Um caráter de desigualdade permeou o significado de infância ao longo dos séculos, e desde então a família e a sociedade vem buscando meios para que a criança seja valorizada na sua subjetividade, pois de acordo com Ariès (1981, p.3) “a passagem da criança pela família e pela sociedade era muito breve e muito insignificante para que tivesse tempo ou razão de forçar a memória e tocar a sensibilidade”.

O autor revela a importância do século XVII para as mudanças ocorridas acerca dos temas da primeira infância, visto que

foi no século XVII que os retratos de crianças sozinhas se tornaram numerosos e comuns. Foi também nesse século que os retratos de família, muito mais antigos, tenderam a se organizar em torno da criança, que se tornou o centro da composição (ARIÈS, 1981, p. 52).

Sendo o brincar, uma atividade social e cultural, também tem sofrido suas modificações ao longo do tempo e da cultura de cada sociedade e época.

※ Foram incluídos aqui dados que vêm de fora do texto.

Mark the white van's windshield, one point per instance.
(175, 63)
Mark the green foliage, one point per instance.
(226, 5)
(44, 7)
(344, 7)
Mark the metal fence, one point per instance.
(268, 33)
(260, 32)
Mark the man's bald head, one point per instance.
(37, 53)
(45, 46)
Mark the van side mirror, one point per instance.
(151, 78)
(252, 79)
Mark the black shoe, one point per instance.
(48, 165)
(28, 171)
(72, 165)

Um aspecto cultural trazido por Ariès (1981, p. 56) foi a questão das vestimentas das crianças desde o século XII, as transformações ocorridas revelam como a criança, era vista pela sociedade, e revela também

a indiferença marcada que existiu até o século XIII – a não ser quando se tratava de Nossa Senhora menina – pelas características próprias da infância não aparece apenas no mundo das imagens: o traje da época comprova o quanto a infância era então pouco particularizada na vida real. Através das descrições de Ariès (1981, p.59) as características culturais dos “trajes” da criança foi bastante prolongado, porém uma mudança começou a ser apontada,

no século XVII, entretanto, a criança, ou ao menos criança de boa família, quer fosse nobre ou burguesa, não era mais vestida como os adultos. Ela agora tinha um traje reservado à sua idade, que a distinguia dos adultos. Esse fato essencial aparece logo ao primeiro olhar lançado às numerosas representações de crianças do início do século XVII.

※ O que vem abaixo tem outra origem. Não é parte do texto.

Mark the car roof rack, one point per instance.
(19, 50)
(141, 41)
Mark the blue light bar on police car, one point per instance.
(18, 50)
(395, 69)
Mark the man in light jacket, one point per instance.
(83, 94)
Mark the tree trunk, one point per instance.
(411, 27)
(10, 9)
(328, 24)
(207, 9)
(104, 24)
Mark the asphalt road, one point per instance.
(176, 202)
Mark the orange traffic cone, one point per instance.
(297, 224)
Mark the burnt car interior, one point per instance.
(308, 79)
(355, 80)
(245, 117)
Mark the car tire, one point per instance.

Somente no século XIX e início do século XX, surge uma tendência de substituir as roupas consideradas típicas da infância. Assim como as mudanças e tendências vão mudando a cada época em relação aos trajes das crianças, a mesma tendência cultural se tem em relação à brincadeira, ao brincar e ao brinquedo.

Brougère (2010, p.41) diz que “toda socialização, pressupõe apropriação da cultura”, e sendo a criança ser social, a atividade de brincar constitui-se culturalmente e é compartilhada,

a impregnação cultural, ou seja, o mecanismo pelo qual a criança dispõe de elementos dessa cultura, passa, entre outras coisas, pela confrontação com imagens, com representações, com formas diversas e variadas. Essas imagens traduzem a realidade que a cerca ou propõem universos imaginários. Cada cultura dispõe de um “banco de imagens” consideradas como expressivas dentro de um espaço cultural.

Considerando que as brincadeiras podem ser diferentes, dependendo do lugar, da época, do momento, do contexto social, o princípio de uma brincadeira pode ser o mesmo, porém pode mudar nome e regras de acordo com o lugar, ou com a época. Brougère (2010, p. 44) explica que o brincar não pode ser isolado, pois é dotado de significação social, de aprendizagens sociais, logo, “o brinquedo pode ser uma reprodução da realidade, [...] adaptada e modificada.”

Um exemplo são os brinquedos destinados às meninas e aos meninos. Nesse contexto, para Brougère (2010, p.44) passa a ser objeto de produção de um universo imaginário específico,

assim, à infância são associadas, por tradição cultural, representações privilegiadas do masculino e do feminino. O universo do brinquedo feminino é, nesse aspecto, muito interessante por tratar-se daquele considerado como tal pela sociedade, pelas crianças, pelos pais, pelos comerciantes, independentemente das brincadeiras efetivas mais abertas à diversidade: privilegia o espaço familiar da casa, o universo “feminino” tradicional em detrimento do externo, do universo do trabalho.

As brincadeiras vão tomando outro sentido e significado de acordo com as influências da sociedade, as diferenças culturais de certo modo impõem a motivação para a criança brincar, considerando que cada criança e cada época têm uma cultura diferente, estas sofrem mudanças com o passar do tempo.